Governments and companies are turning to automated tools to make sense of what people post on social media, for everything ranging from hate speech detection to law enforcement investigations. Policymakers routinely call for social media companies to identify and take down hate speech, terrorist propaganda, harassment, “fake news” or disinformation, and other forms of problematic speech. Other policy proposals have focused on mining social media to inform law enforcement and immigration decisions. But these proposals wrongly assume that automated technology can accomplish on a large scale the kind of nuanced analysis that humans can accomplish on a small scale.
Today’s tools for automating social media content analysis have limited ability to parse the nuanced meaning of human communication, or to detect the intent or motivation of the speaker. Policymakers must understand these limitations before endorsing or adopting automated content analysis tools. Without proper safeguards, these tools can facilitate overbroad censorship and biased enforcement of laws and of platforms’ terms of service.
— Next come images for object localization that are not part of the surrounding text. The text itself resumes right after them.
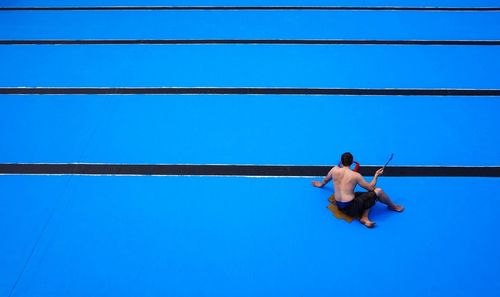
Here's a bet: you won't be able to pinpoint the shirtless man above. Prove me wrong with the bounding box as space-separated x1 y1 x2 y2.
312 152 404 228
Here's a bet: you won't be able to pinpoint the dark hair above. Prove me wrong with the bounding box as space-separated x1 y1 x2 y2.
341 152 354 166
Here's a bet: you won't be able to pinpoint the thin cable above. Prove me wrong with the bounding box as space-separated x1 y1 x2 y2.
6 175 73 297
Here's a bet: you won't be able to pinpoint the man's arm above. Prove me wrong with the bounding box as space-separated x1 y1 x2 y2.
312 170 333 188
357 168 384 191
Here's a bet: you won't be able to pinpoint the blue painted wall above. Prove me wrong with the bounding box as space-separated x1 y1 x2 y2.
2 0 500 7
1 95 499 166
1 5 499 166
1 45 499 88
1 2 500 297
2 10 500 40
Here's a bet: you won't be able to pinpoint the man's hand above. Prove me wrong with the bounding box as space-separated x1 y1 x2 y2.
312 181 324 188
375 168 384 176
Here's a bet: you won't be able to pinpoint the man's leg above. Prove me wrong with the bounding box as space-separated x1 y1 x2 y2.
359 209 375 228
374 188 404 212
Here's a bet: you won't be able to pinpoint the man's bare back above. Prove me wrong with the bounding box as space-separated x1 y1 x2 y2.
329 166 361 202
311 152 403 228
313 166 381 202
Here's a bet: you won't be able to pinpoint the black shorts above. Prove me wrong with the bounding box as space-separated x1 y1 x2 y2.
337 191 377 218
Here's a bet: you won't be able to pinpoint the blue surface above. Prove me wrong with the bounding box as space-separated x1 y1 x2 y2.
1 45 500 88
2 10 500 40
0 176 71 297
1 3 500 297
1 175 499 297
2 0 499 7
1 95 500 166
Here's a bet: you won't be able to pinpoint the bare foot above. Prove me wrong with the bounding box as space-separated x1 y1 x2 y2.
388 205 405 212
360 218 376 228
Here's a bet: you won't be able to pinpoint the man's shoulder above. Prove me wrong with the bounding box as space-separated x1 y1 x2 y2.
330 166 341 172
351 170 362 176
348 170 362 180
327 166 339 176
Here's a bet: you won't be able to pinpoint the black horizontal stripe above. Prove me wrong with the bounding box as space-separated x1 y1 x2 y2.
0 163 498 177
1 87 499 96
1 39 499 46
1 6 499 11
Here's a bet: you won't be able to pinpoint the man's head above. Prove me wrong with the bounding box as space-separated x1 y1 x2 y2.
341 152 354 167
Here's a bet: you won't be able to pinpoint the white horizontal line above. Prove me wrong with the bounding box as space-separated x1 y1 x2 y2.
0 173 314 178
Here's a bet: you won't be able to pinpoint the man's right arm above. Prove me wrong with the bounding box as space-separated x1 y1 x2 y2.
312 168 334 188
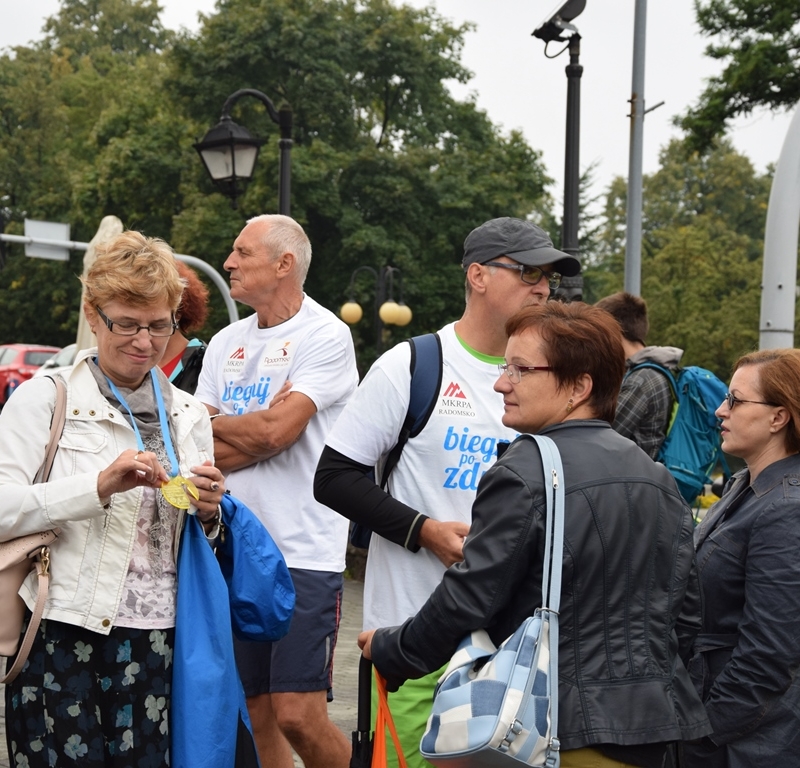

This paper explains the capabilities and limitations of tools for analyzing the text of social media posts and other online content. It is intended to help policymakers understand and evaluate available tools and the potential consequences of using them to carry out government policies. This paper focuses specifically on the use of natural language processing (NLP) tools for analyzing the text of social media posts. We explain five limitations of these tools that caution against relying on them to decide who gets to speak, who gets admitted into the country, and other critical determinations. This paper concludes with recommendations for policymakers and developers, including a set of questions to guide policymakers’ evaluation of available tools.